How to copy big files from the cb to the node w/o running out of memory?

Hi all,

I’m building a recipe where I’ve to copy 2 2GB files. My VM has 4GB and it runs out of memory when I use remote_file our cookbook_file to copy the files to it.

Any idea on how to copy the files on some kind of streaming mode to avoid running out of memory?

Thanks!

This is one way to do it. Mind you it doesn’t do things like backup the current version, retry on network failures, etc…

    ruby_block "httpclient - #{remote_path}" do
      block do
        require 'httpclient'
        Chef::Log.info("Downloading #{remote_path} to #{local_path}")
        ::File.open(local_path, 'w') do |file|
          ::HTTPClient.new.get_content(remote_path) do |chunk|
            file.write(chunk)
          end
        end
      end
    end

Hi Brian,

Thanks for the response!

Do we have a way to access the cookbook host as an HTTP server when using
Chef Zero? or the only way is to setup an HTTP server for that?

Thanks

The cookbook_file resource should work fine AFAIK. If it doesn’t, that’s a bug.

Cookbooks are really not the right tool for distributing large files like that, so you did the right thing by not using cookbook_file.

When your file is such a large percentage of the total memory, I expect that remote_file’s internal implementation is too inefficient. If I was to venture a guess, the problem may be that remote_file computes a hash of file, and may keep the file in memory for that purpose.

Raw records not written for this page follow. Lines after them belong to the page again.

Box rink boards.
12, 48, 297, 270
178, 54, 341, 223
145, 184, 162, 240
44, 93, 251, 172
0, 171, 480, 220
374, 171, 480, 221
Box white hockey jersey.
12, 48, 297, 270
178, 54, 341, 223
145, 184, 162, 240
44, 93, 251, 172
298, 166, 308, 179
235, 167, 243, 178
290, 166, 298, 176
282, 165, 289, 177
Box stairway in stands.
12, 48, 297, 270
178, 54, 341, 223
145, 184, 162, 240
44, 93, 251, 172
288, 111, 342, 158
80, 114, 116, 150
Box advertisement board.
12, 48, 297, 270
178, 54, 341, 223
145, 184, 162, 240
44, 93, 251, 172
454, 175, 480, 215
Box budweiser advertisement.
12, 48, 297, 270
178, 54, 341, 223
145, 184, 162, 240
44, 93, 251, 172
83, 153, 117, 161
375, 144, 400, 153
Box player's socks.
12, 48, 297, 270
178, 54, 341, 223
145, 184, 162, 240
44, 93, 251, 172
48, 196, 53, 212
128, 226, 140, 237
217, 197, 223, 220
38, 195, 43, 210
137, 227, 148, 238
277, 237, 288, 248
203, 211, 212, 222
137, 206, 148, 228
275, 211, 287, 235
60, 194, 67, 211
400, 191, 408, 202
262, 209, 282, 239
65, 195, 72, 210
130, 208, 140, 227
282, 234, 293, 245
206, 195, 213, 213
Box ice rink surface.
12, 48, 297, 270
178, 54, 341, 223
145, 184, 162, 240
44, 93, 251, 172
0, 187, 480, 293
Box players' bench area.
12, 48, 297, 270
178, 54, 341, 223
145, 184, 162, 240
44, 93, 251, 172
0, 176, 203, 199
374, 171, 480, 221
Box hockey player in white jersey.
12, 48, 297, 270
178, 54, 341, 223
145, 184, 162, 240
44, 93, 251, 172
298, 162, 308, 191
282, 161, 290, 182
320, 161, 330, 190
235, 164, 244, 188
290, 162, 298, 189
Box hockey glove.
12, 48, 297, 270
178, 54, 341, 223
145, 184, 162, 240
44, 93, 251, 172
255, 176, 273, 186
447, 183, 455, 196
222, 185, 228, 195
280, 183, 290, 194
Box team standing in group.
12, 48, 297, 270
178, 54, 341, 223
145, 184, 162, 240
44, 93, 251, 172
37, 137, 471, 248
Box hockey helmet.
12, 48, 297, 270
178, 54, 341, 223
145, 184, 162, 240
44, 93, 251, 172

Try replacing remote_file with an execute resource that uses curl, or maybe a bash resource.

Kevin Keane
The NetTech
http://www.4nettech.com
Our values: Privacy, Liberty, Justice
See https://www.4nettech.com/corp/the-nettech-values.html

I agree with Noah, this should work. Possibly you’re hitting the issue when chef generates the checksum or the diff (though I thought we had a maximum file size for attempting a diff). Would need more detailed logs to figure it out.